Fujiwara, T, Yano, Y, Hoshide, S, Kanegae, H, Hashimoto, J, Kario, K
American journal of hypertension. 2018;(9):995-1001
Abstract
BACKGROUND We aimed to assess the association of changes in brachial or central nocturnal systolic blood pressure (SBP) with change in urine albumin-creatinine ratio (UACR) by a valsartan/amlodipine combination (80/5 mg) therapy in hypertensive patients.
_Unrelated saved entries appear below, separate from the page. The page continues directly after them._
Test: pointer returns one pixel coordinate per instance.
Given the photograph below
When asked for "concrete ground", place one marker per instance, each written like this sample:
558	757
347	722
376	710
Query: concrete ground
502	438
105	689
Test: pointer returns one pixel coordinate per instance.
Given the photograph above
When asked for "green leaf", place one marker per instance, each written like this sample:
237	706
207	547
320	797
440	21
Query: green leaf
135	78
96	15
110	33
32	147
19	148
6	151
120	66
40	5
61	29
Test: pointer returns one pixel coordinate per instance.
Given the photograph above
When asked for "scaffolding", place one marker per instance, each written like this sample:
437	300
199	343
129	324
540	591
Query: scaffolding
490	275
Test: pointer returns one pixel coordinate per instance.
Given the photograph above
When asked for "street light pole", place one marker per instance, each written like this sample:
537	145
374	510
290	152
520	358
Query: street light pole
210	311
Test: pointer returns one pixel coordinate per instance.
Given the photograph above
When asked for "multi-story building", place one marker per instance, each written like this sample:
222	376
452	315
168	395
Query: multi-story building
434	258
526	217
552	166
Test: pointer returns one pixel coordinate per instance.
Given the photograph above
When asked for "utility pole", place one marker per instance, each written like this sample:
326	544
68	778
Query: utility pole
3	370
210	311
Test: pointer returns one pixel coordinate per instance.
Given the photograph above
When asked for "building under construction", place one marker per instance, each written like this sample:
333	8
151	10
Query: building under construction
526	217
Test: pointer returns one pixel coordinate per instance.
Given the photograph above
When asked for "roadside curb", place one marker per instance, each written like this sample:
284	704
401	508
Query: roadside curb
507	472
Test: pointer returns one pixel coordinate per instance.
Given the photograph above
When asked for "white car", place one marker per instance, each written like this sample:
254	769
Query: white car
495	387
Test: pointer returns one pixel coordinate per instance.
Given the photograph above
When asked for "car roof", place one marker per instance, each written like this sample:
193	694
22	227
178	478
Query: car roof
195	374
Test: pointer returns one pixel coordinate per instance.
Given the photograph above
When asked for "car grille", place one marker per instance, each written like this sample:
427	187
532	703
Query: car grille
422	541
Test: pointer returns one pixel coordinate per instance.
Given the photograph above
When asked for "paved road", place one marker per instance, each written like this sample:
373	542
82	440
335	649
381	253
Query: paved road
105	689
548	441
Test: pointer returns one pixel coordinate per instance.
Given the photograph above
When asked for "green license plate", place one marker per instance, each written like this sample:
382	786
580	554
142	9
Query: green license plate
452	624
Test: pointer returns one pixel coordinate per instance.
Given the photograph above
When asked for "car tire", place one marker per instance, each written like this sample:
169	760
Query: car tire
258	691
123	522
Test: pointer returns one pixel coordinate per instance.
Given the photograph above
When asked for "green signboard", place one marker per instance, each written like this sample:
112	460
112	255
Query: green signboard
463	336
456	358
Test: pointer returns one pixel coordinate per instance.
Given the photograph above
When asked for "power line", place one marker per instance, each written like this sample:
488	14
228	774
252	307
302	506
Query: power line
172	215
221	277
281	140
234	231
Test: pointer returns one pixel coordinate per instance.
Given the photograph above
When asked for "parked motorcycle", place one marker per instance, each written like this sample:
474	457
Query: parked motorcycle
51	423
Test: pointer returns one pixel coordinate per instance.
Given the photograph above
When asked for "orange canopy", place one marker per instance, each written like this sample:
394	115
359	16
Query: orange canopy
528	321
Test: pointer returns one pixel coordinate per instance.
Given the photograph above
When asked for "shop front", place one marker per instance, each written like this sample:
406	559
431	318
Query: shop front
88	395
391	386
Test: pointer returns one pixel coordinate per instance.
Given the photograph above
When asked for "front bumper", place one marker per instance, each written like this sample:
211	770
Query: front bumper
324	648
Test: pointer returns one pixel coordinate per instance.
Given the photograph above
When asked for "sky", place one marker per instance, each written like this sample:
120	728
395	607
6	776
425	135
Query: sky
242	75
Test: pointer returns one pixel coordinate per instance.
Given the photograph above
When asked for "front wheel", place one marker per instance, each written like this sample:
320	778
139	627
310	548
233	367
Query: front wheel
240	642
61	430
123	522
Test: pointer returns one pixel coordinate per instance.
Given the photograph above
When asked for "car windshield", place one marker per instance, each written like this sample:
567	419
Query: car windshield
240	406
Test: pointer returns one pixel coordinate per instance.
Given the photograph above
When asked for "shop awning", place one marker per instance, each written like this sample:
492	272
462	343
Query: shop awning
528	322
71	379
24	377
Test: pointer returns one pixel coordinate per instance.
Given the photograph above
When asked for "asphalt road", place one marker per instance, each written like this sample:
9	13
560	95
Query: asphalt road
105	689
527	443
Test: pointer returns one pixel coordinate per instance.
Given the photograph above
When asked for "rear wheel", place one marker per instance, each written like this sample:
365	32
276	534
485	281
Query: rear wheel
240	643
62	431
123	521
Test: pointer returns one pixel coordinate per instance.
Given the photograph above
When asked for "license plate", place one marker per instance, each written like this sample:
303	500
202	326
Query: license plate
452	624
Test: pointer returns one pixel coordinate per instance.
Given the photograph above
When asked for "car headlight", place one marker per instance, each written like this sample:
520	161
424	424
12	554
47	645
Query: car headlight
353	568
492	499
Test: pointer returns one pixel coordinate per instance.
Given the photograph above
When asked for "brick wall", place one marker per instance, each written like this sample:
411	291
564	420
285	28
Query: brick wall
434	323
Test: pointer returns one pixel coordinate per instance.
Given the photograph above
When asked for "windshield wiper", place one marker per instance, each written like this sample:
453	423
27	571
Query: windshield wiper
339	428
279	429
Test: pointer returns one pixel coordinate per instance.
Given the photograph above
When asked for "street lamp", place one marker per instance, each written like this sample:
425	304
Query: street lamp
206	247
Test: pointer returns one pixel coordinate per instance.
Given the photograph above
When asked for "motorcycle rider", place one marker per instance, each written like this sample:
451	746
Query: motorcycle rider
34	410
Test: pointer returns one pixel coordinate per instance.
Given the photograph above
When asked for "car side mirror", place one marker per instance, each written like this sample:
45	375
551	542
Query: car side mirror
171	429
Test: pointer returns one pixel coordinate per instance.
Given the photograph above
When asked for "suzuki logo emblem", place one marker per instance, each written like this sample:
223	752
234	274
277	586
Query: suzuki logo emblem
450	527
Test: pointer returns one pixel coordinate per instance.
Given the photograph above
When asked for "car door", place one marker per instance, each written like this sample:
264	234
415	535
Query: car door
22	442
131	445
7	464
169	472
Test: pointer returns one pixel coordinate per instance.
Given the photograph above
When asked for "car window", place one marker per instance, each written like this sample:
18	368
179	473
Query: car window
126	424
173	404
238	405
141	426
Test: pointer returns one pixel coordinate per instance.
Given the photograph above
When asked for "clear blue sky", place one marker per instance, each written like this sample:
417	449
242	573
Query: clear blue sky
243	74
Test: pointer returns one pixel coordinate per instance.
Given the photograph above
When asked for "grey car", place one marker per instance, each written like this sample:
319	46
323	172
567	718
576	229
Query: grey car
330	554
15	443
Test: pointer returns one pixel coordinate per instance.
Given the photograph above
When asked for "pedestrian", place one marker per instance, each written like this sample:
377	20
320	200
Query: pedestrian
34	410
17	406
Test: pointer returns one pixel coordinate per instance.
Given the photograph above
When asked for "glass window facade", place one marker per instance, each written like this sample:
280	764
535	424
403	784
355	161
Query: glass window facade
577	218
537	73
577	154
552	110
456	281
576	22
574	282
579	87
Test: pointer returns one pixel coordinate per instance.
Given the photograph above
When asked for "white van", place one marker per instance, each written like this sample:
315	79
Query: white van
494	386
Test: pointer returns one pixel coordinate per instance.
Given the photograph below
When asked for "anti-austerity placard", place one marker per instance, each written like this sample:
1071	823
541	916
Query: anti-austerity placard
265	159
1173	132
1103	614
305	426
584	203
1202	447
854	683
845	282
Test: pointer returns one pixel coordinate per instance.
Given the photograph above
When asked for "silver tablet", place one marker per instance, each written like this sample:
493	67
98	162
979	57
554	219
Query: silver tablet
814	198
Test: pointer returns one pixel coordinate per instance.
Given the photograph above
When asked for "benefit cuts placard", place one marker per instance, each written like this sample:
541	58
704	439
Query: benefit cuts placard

METHODS Twenty-three patients (age range, 47-78 years; mean, 68.0 years; 35% men, 65% with chronic kidney disease) with clinic brachial BP ≥140/90 mm Hg were treated with valsartan/amlodipine combination therapy for 16 weeks. At baseline and 16 weeks later, we measured brachial and central nocturnal SBP using an oscillometric Mobil-O-Graph device and UACR by spot urine in 23 patients. RESULTS The changes in brachial nocturnal SBP (r = 0.445, P = 0.033) and those in central nocturnal SBP (r = 0.616, P = 0.002) were significantly associated with change in UACR by intervention. In multivariable-adjusted multiple regression analyses including changes in both brachial and central nocturnal SBP jointly, only central nocturnal SBP change retained a statistically significant association with change in UACR (β = 0.919, P = 0.020). CONCLUSIONS Lowering central nocturnal SBP by a valsartan/amlodipine combination therapy was associated with reduction of UACR, independently of brachial nocturnal SBP reduction. Central nocturnal SBP may be a therapeutic target to protect the kidney. A larger scale interventional study will be needed to confirm the kidney protection conferred by lowering central nocturnal SBP. CLINICAL TRIALS REGISTRATION Trial Number UMIN000013519.